Company

FORSA is the Republic of Ireland’s largest public and services trade union, representing close to 60,000 members working in hundreds of public service occupations, grades and professions in health, local government, education, the civil service, and voluntary and community organisations. They also represent members in commercial and non-commercial semi-state organisations and in private aviation and telecommunications companies.
Challenge

As the Forsa Trade Union organisational requirements grew significantly in recent years this had a significant Forsa on the existing IT infrastructure. There were too many servers and storage devices that could not be efficiently managed with poor performance at peak times throughout the day. A review of the current IT infrastructure identified that many of the physical server’s CPU utilisation were still very low which pointed to the fact that a virtualised environment could bring significant benefits to the organisation. The current backup strategy was also ‘tape-based’ with an RTO (Recovery Time Objective) of 3 days which was unacceptable to the business. It was clear to management that a virtualised IT infrastructure would be capable of providing new services, respond more quickly to commercial requirements and be a business enabler for Forsa Trade Union moving forward.
Solution
In 2014 ERS were commissioned to design, deploy and project manage the virtualisation of the network infrastructure at Forsa Trade Union. A key deliverable for this project was a successful ‘live migration’ of the existing architecture and applications with minimal disruption to normal day to day operations of its 120 users. The decision was made to deploy DELL VRTX Servers and Storage using Microsoft’s Windows Server 2008 R2 with its Hyper-V virtualisation built-in that could provide live migration and management of physical and virtualised servers with multiple hypervisors. The benefit of server 2008 being tightly integrated with the Microsoft System Centre Suite made it much more cost effective than other solutions in the market place. Other features available within System Centre included four main tools – Data Protection Manager (backup and DR), Virtual Machine Manager (provisioning hardware and workload), Configuration Manager (patching, updates) and Operations Manager (monitoring performance) and all these would provide Forsa with a resilient and redundant infrastructure that could scale as the business moved forward.

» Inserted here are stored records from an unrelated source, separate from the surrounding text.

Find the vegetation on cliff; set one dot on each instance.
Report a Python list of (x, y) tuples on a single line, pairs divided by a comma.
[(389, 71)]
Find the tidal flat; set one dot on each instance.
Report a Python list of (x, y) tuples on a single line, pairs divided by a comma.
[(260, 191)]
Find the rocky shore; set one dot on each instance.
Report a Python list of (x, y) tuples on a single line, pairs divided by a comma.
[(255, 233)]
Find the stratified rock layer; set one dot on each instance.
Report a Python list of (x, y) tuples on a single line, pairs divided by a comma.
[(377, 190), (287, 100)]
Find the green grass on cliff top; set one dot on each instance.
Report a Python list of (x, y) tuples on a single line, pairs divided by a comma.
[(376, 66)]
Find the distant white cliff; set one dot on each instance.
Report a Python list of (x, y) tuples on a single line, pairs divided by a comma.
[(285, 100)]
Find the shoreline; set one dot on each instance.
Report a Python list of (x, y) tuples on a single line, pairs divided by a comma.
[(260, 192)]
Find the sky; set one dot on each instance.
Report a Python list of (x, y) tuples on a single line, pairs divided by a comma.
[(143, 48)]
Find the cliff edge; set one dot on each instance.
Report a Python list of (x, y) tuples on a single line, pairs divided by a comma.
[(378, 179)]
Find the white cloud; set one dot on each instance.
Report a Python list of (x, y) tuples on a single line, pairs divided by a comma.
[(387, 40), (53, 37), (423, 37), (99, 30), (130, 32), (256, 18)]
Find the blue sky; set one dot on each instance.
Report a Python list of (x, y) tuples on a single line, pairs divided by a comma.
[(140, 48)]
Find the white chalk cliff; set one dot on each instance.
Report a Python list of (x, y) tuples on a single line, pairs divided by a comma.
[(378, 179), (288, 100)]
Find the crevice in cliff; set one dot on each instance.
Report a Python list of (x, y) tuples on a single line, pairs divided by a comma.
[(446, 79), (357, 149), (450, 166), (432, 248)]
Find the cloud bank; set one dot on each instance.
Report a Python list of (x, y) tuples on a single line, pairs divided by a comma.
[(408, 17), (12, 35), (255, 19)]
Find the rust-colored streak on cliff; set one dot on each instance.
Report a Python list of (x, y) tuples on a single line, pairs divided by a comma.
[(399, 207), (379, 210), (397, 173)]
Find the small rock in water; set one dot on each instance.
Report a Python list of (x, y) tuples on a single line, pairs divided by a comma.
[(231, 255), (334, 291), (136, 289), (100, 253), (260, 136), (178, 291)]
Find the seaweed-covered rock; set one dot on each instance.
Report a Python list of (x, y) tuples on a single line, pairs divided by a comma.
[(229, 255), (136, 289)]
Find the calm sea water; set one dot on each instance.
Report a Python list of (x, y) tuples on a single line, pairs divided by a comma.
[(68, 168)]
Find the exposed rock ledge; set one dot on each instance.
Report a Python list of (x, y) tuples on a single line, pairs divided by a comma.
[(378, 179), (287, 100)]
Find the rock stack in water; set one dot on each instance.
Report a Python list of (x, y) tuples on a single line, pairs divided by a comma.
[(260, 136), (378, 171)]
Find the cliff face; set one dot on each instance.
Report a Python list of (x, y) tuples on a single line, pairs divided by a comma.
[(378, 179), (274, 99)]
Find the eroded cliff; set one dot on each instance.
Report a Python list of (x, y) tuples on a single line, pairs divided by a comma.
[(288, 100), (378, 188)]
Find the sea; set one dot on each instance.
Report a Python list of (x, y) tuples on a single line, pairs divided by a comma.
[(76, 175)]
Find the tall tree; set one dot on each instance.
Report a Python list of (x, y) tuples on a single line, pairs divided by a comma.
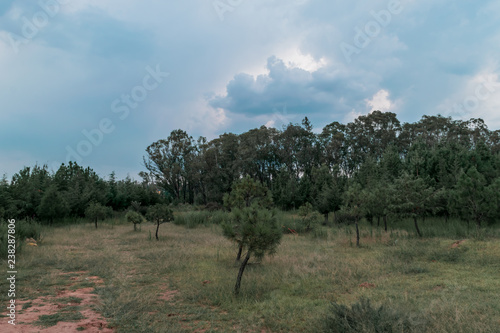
[(169, 161)]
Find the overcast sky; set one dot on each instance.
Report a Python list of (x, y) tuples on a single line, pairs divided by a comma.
[(97, 81)]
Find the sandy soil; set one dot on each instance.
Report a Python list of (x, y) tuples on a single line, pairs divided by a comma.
[(47, 305)]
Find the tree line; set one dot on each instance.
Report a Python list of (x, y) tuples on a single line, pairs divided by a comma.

The combination of these new technologies with the deployment of high availability clustering enabled Forsa to avail of immediate local failover to protect against equipment failure. Remote failover was also provided by an offsite DR replication server that replicates boot images via IP over a fibre backbone to the DR systems. This has provided Forsa with an RTO of 4 hours with this new virtualised configuration.
Results
The Forsa IT virtualisation project has now been fully completed and viewed as a tremendous success. While virtualisation is often viewed as a costly exercise Forsa have seen the benefits of greatly improved hardware utilisation and performance, much improved IT management and significantly improved disaster recovery timelines. The new managed services support has also enabled the roll-out of a significant number of other new applications all of which have been virtualised on top of the existing new virtualised architecture.